Introduction to Computational Tools and Python


This notebook introduces students to popular computational tools used in the Digital Humanities and Social Sciences and the research possibilities they create. It then provides an abbreviated introduction to Python focussing on analysis and preparing for a Twitter data analysis on Day 2.

Estimated Time: 180 minutes


Topics Covered:

  • Tools available for researchers interested in computational analyses
  • Common applications for these tools in research
  • How these tools fit in to the research workflow
  • Python fundamentals

Parts:


Tools

Online Point-And-Click Tools

Common Programming Languages for Research and Visualization

Qualitative Data Analysis

Geospatial Analysis


Common Tasks

Data Management

  • Tabular Data
  • Numerical Data
  • Text Data
  • Storing Data
  • Archiving Data
  • Annotating Data

Qualitative Analysis

  • Annotating and aggregating non-numerical data
  • Visualizing non-numerical data

Quantitative Analysis

  • Counting (words, observations, events, locations, etc.)
  • Traditional statistical analyses

Model Building and Machine Learning

  • Classification
  • Regression
  • Clustering
  • Topic Modeling
  • Sentiment Analysis
  • Text Generation

Linguistic Analysis and Natural Language Processing (NLP)

  • Vocabulary
  • Chunking
  • Dependency Parsing
  • Named Entity Recognition (NER)
  • Semantic Distance

Visualization

  • Graphs and Charts
  • Network Analysis
  • Geospatial Analysis

Pedagogy

  • Digital Editions
  • Much of Visualization

Introduction to Python

Variables

  • Variables are names for values.
  • In Python the = symbol assigns the value on the right to the name on the left.
  • The variable is created when a value is assigned to it.
  • Here's Python code that assigns an age to a variable age and a name in quotation marks to a variable first_name.

In [ ]:
age = 42
first_name = 'Ahmed'
  • Variable names:
    • cannot start with a digit
    • cannot contain spaces, quotation marks, or other punctuation
    • may contain an underscore (typically used to separate words in long variable names)
  • Underscores at the start like __alistairs_real_age have a special meaning so we won't do that until we understand the convention.

Use print to display values.

  • Python has a built-in function called print that prints things as text.
  • Call the function (i.e., tell Python to run it) by using its name.
  • Provide values to the function (e.g., things to print) in parentheses.

In [ ]:
print(first_name, 'is', age, 'years old')
  • print automatically puts a single space between items to separate them.
  • And wraps around to a new line at the end.

Variables persist between cells.

  • Variables defined in one cell exist in all following cells.
  • Notebook cells are just a way to organize a program: as far as Python is concerned, all of the source code is one long set of instructions.

Variables must be created before they are used.

  • If a variable doesn't exist yet, or if the name has been mis-spelled, Python reports an error.

In [ ]:
print(last_name)
  • The last line of an error message is usually the most informative.
  • We will look at error messages in detail later.

Python is case-sensitive.

  • Python thinks that upper- and lower-case letters are different, so Name and name are different variables.
  • Again, there are conventions around using upper-case letters at the start of variable names so we will use lower-case letters for now.
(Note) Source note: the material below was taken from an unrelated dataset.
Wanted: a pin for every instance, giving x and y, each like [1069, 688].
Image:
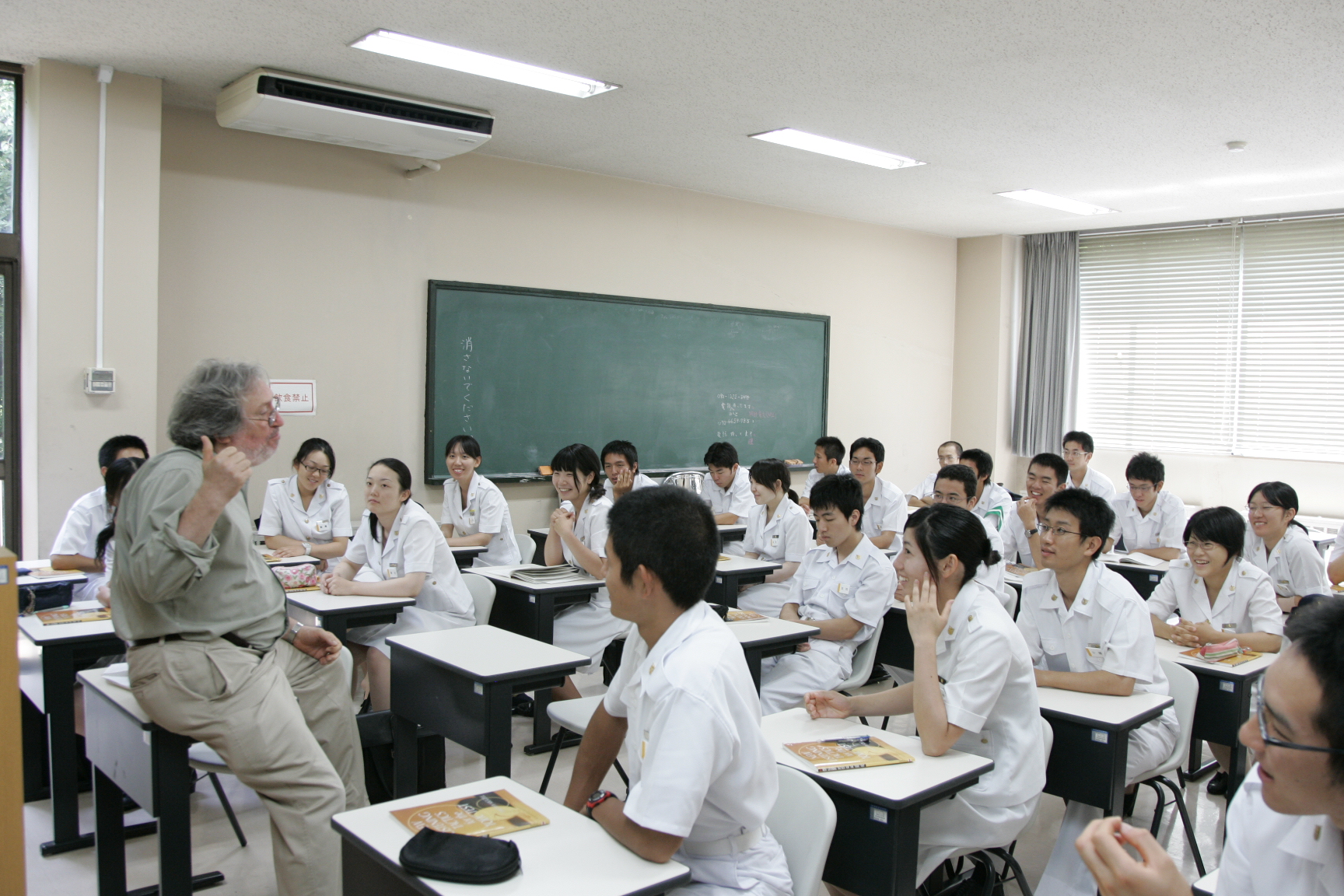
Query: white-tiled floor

Use meaningful variable names.

  • Python doesn't care what you call variables as long as they obey the rules (alphanumeric characters and the underscore).

In [ ]:
flabadab = 42
ewr_422_yY = 'Ahmed'
print(ewr_422_yY, 'is', flabadab, 'years old')
  • Use meaningful variable names to help other people understand what the program does.
  • The most important "other person" is your future self.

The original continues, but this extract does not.